I began my journey into minimalism just under two years ago. In the beginning letting go of the clutter was easy.
I said goodbye to extra pots and pans that made my last two moves with me. I said goodbye to outdated clothes and those extra pairs of shoes lying around. Also said goodbye to extra towels, linens, utensils, tools, etc. Items just sitting in closets and drawers that collect over time. I use the term “said goodbye” because we are not our stuff. Our things don’t define us. We don’t have to hold on to things “just in case.”
By using Josh and Ryan’s simple and helpful 90/90 Rule, it was no trouble at all letting go of things that didn’t provide value to me. The 90/90 Rule is simple: Have you used this things in the past 90 days? If not, will you use it in the next 90 days?
However, we often also hold on to things “just in case” we need them. We refuse to let go because we might need these things in some made up, non-existent future-state. We stash away things in the remote chance that we might need it “just in case.”
An additional easy way to help let go of these “just in case” items is the 20/20 Rule. As you define “just in case” items, ask yourself, “Can I replace this item for less than $20 in less than 20 minutes from my current location?”
If the answer is yes, then get rid of it. Although I’ve yet to replace any item I had previously saved “just in case,” I now know that I can replace them all for less than $20 and not have to travel more than 20 minutes to get them.
Following these rules I feel much less confined and burdened by the things I do own. I know the things I have in my home serve a purpose. I know that I have just what I need and I can get anything else I may need with minimal effort (see what I did there!).
What About Gifts
That said, there’s one set of items which was difficult for me to fully detach from. Items that prevented me from fully feeling like I had simplified my life. Items that did hold some perceived value. Those items were gifts.

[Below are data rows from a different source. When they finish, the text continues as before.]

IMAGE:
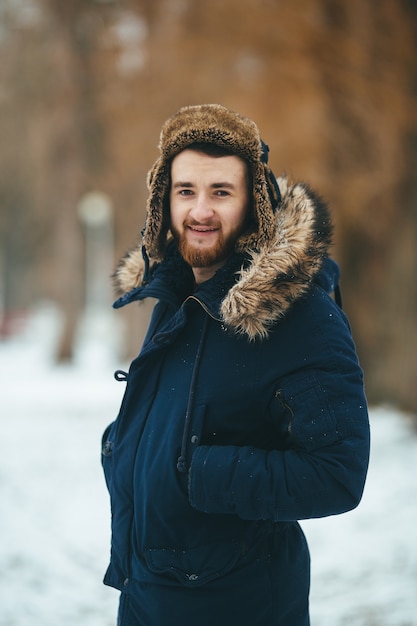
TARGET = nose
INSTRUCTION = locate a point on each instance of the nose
(202, 210)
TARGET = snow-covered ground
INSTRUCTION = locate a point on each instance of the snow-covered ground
(54, 521)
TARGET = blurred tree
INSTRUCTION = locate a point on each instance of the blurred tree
(331, 85)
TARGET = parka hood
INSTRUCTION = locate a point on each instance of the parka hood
(273, 276)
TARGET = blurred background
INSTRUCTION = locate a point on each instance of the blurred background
(85, 86)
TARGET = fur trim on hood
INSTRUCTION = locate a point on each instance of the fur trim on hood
(277, 273)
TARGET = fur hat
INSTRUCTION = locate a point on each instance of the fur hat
(214, 124)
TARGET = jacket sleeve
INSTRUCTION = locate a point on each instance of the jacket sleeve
(322, 470)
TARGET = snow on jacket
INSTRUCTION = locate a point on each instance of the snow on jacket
(243, 413)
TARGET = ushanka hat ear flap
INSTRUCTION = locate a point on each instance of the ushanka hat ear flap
(211, 123)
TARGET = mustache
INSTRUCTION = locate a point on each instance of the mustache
(207, 224)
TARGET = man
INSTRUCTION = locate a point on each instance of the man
(245, 410)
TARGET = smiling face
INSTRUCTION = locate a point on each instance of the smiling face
(209, 206)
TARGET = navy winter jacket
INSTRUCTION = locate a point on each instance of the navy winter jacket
(224, 441)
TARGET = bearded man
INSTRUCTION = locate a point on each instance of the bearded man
(245, 410)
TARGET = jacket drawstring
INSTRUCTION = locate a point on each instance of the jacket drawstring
(182, 459)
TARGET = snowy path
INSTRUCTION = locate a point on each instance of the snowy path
(54, 524)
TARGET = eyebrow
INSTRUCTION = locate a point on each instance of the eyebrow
(219, 185)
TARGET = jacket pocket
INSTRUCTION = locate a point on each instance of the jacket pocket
(194, 567)
(310, 422)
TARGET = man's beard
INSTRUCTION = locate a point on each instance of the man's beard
(197, 256)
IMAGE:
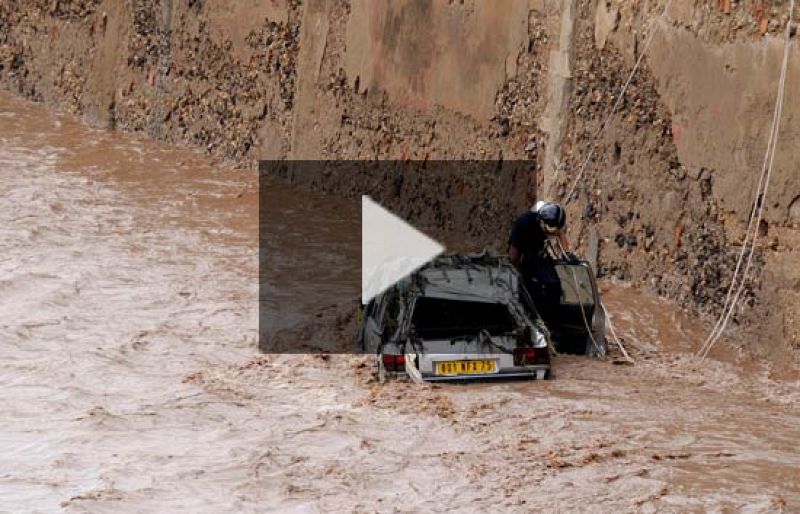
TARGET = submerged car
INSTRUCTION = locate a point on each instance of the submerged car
(469, 317)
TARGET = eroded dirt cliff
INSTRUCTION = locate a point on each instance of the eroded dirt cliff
(666, 197)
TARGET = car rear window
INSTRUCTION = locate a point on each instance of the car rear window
(442, 318)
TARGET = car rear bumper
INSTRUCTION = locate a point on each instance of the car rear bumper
(538, 372)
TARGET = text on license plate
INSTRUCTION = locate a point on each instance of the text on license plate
(465, 367)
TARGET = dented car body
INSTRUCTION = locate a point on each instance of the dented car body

It really wasn’t me who had a problem getting rid of them, but it was my feelings for the people who gave them to me. There are different memories in these items and I knew the people who gave them to me might get a bit upset. I’m a people pleaser by nature and I didn’t want to offend anyone as I was progressing in my new lifestyle.

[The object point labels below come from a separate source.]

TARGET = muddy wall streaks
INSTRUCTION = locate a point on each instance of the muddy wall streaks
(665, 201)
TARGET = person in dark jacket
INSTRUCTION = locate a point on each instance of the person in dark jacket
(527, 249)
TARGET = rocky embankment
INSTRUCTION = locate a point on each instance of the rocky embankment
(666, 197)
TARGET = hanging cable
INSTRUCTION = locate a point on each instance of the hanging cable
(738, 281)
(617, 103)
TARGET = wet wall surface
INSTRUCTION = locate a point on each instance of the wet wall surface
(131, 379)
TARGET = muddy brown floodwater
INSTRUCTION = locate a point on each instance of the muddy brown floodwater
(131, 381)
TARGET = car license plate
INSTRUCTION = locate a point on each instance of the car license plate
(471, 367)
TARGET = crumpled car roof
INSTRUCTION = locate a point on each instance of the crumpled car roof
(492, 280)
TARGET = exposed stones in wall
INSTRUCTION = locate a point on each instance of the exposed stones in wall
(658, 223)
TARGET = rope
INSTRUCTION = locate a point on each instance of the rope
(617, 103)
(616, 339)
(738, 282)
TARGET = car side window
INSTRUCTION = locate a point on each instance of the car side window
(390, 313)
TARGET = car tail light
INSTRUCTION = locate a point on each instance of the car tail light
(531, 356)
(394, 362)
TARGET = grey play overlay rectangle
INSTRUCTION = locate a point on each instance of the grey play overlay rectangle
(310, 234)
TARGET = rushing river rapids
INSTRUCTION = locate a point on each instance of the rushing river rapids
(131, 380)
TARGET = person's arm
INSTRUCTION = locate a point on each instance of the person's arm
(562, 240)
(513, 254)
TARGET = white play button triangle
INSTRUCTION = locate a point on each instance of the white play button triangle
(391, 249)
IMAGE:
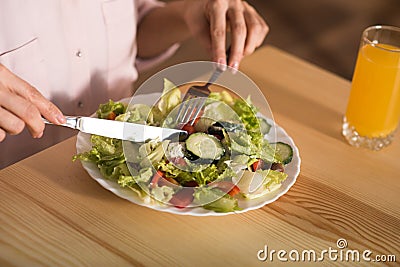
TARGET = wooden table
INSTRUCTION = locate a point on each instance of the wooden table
(53, 214)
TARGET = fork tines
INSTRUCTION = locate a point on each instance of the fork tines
(192, 104)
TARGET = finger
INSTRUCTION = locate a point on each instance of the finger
(45, 107)
(217, 11)
(238, 36)
(2, 135)
(257, 29)
(16, 112)
(10, 123)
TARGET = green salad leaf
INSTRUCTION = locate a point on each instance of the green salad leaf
(142, 165)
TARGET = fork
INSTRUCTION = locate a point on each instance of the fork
(195, 98)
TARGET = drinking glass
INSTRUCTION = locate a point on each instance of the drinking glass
(373, 109)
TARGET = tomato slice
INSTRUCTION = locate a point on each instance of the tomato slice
(256, 165)
(111, 116)
(227, 187)
(168, 181)
(183, 198)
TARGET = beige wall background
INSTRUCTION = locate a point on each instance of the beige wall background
(324, 32)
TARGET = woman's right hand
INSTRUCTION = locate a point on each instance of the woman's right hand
(21, 105)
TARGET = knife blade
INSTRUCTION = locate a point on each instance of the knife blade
(121, 130)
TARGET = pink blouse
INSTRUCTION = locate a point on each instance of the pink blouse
(77, 53)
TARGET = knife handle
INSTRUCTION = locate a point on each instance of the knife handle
(72, 122)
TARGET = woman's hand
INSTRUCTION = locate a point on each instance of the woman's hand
(22, 105)
(209, 20)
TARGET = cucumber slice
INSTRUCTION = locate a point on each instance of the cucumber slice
(284, 150)
(204, 146)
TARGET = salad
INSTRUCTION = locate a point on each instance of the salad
(224, 158)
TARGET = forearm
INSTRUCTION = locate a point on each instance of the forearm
(161, 28)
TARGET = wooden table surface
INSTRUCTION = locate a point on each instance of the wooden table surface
(53, 214)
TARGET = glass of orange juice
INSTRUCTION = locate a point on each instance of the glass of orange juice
(373, 110)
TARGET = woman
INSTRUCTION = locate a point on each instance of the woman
(65, 57)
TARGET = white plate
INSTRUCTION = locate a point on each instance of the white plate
(292, 169)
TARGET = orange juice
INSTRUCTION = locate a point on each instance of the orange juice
(374, 103)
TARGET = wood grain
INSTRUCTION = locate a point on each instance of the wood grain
(53, 214)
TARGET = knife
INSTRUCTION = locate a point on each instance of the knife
(121, 130)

Then I had to remember that this is MY journey into minimalism and not anyone else’s. Most people won’t notice or won’t care. It’s not like I’d broadcast to them, “Hey, I got rid of that gift you got me!” Even if someone does get offended, that’s a “them” problem and not a “me” problem and that’s OK.

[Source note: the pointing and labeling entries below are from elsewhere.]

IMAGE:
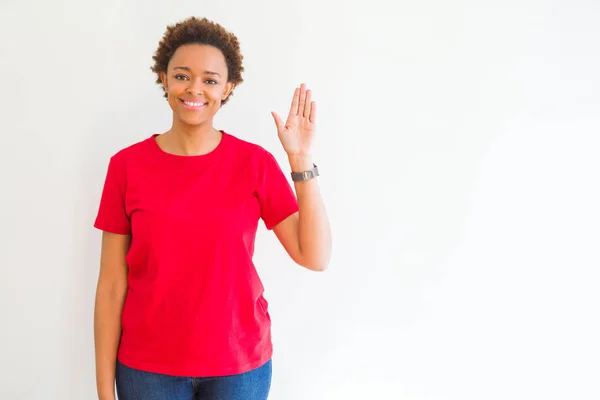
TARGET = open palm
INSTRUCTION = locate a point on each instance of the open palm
(297, 132)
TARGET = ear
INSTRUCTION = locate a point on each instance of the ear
(163, 79)
(228, 89)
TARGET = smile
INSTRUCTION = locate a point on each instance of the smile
(193, 105)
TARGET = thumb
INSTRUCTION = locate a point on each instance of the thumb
(278, 122)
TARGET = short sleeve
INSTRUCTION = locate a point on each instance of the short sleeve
(275, 194)
(112, 215)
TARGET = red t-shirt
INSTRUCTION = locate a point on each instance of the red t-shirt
(194, 304)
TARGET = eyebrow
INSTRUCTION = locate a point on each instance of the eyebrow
(190, 70)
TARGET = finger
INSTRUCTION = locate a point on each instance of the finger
(278, 122)
(295, 101)
(306, 111)
(313, 112)
(302, 99)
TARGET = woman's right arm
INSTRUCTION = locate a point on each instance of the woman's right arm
(110, 297)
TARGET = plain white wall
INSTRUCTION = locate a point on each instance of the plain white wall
(458, 144)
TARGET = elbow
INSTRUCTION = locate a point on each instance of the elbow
(319, 265)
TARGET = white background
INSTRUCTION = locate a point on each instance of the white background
(458, 143)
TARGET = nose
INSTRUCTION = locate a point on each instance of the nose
(194, 88)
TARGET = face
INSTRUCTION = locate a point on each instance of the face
(196, 83)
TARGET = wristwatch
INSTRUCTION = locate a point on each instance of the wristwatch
(306, 175)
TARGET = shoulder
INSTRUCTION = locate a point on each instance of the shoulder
(248, 150)
(132, 151)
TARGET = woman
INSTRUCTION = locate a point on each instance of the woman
(179, 309)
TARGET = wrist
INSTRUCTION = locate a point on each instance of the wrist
(300, 162)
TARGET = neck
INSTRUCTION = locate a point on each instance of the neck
(190, 140)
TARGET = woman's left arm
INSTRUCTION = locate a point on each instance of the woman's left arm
(306, 234)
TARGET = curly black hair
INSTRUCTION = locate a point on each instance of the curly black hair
(199, 31)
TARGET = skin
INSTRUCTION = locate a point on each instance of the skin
(198, 73)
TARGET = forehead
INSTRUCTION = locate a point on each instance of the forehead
(198, 57)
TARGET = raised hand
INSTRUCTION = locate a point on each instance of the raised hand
(297, 132)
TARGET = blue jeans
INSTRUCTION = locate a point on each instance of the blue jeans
(133, 384)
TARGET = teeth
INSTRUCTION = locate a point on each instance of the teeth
(193, 104)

As I let go of negative relationships because of my focus on intentional living, some people got offended. As I stopped commenting and participating on Facebook so much, people got offended. When I’m more intentional with things that matter to me, some people get offended when it’s not what matters to them.
You can’t let these things bother you. There’s nothing you can do about it. The more you stand for something, the more respect you will command. People will truly respect you when you draw a line and say, “I’m doing this for me and not for anyone else.” As a natural pleaser, it’s hard for me to put aside what other people feel. It really is. But through this journey, I’ve come to realize that what other people think about your decisions don’t really matter.
If you’re making intentional decisions to better your life, that’s what’s important. It is OK to get rid of the clutter and gifts in your life that aren’t adding value. Minimalism is all about letting go of what isn’t important so you can focus on what’s truly important in your life.
The people who truly care about you and love you won’t even notice what you’re giving up if they know it’s making you happy. The people who do care or get offended by your new actions? They probably won’t approve of what you do no matter what. So why try to please them?
When you can truly move past what other people think and begin to live a more intentional life, one where your short term decisions and actions align with your long tern values and beliefs, you will begin to find true happiness. Happiness that comes from relationships and experiences, not from material things.
So what about you? What are you doing about all those things you hold on to “just in case?”